The newest business opening in December on US 441 in Mount Dora is the 20,000-sf, estimated $2-million Office Depot unit. That project is surrounded by ventures at the traffic-heavy Eudora Road and US 441 hub that have either opened or expanded in the last 12 months.

Among them are the $15-million, 250,000-sf Wal-Mart Supercenter; the $3-million, 40,000-sf Eckerd Drugs; the $2-million 30,000-sf Blockbuster; and the 80,000-sf, $8-million SouthTrust Bank branch.

Outparcels have been snapped by the Perkins and Shoney's restaurant chains. First on the Eudora Road-US 441 corner was the $6-million, 100,000-sf Kmart store whose officials spotted the niche about 15 years ago. Now competitors are chipping away at Kmart's once-dominant market share in the area.
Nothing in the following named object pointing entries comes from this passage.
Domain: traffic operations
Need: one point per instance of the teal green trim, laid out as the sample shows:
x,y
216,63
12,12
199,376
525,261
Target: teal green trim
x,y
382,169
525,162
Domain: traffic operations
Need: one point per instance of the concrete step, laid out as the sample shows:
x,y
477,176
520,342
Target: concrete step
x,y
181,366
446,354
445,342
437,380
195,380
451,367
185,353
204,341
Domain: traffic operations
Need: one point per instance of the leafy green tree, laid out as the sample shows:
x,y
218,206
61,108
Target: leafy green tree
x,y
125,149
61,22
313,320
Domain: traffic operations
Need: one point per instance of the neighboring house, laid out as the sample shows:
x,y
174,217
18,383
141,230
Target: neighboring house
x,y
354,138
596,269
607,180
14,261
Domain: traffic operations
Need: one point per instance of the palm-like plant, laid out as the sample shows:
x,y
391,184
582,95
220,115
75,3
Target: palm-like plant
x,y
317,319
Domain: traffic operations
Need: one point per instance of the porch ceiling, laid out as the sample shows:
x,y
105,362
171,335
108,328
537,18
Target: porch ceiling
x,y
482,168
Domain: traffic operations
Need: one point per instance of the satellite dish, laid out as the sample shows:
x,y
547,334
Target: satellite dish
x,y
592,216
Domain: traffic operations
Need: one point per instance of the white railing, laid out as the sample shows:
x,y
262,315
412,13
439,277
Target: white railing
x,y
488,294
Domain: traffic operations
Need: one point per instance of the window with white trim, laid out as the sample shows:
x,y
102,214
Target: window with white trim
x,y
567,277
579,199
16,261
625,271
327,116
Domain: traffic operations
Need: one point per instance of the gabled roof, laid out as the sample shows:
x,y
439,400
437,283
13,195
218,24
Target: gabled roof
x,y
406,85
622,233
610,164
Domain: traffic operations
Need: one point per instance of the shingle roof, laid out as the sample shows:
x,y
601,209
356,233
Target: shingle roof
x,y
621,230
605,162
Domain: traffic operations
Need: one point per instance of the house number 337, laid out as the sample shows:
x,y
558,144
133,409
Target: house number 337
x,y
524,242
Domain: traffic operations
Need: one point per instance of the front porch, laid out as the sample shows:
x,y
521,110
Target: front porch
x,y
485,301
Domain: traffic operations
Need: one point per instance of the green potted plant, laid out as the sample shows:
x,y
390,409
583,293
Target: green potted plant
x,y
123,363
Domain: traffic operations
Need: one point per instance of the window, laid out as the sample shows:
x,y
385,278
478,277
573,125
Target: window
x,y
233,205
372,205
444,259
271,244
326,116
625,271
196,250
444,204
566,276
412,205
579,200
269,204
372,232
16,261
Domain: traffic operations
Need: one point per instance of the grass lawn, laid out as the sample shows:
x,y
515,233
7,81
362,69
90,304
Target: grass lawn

New car dealerships are creating an automobile row on a 10-mile stretch from Mount Dora to Eustis.

"You don't have to be a rocket scientist to see that shoppers are gravitating to this market area," says Tom Cook, marketing vice president in the Orlando division of Carter & Associates-ONCOR. "Activity follows activity."
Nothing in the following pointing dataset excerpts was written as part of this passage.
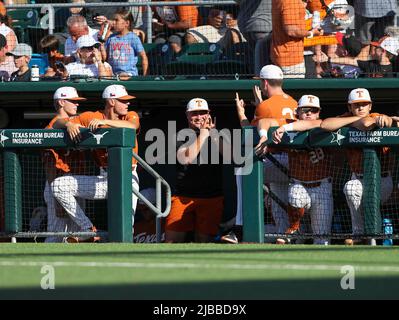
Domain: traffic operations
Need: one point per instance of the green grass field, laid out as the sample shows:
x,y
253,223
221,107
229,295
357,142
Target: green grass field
x,y
192,271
Land prices are a major factor in a company's decision to relocate or open a branch in Lake County. For example, Wal-Mart is planning a 1.2 million-sf warehouse/distribution complex in Leesburg, about 45 miles from Downtown Orlando. The industrial dirt the retailer is seeking goes for about $8,000 per acre or 18 cents per sf. In Orlando, that same dirt, if it were available, would cost about $100,000 per acre or about $2.30 per sf.

Wal-Mart's land purchase will be in a remote rural area, but land in Lake County's 750-acre industrial park in the fast-developing south end of the county, goes for just $35,000 per acre or 80 cents per sf.
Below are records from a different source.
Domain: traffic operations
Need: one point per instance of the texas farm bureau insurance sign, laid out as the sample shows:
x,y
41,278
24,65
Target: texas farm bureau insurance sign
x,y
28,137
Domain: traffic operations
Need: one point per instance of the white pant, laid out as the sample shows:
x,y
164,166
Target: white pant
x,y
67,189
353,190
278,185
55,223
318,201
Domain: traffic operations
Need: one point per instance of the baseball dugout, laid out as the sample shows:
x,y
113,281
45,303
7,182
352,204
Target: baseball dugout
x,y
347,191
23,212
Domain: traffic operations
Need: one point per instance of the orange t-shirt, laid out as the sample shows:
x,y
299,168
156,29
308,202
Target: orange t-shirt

"Your profit is made or lost on the effective price you pay for the land, no matter if it is a hotel, office, industrial or retail project," says Robin L. Webb, vice president/general manager of Arvida Realty Services' commercial division in Winter Park, FL.

For developers considering ventures in Lake County, there's no danger of running out of buildable land. Lake's 953 square-mile area, largely undeveloped, could almost swallow Rhode Island.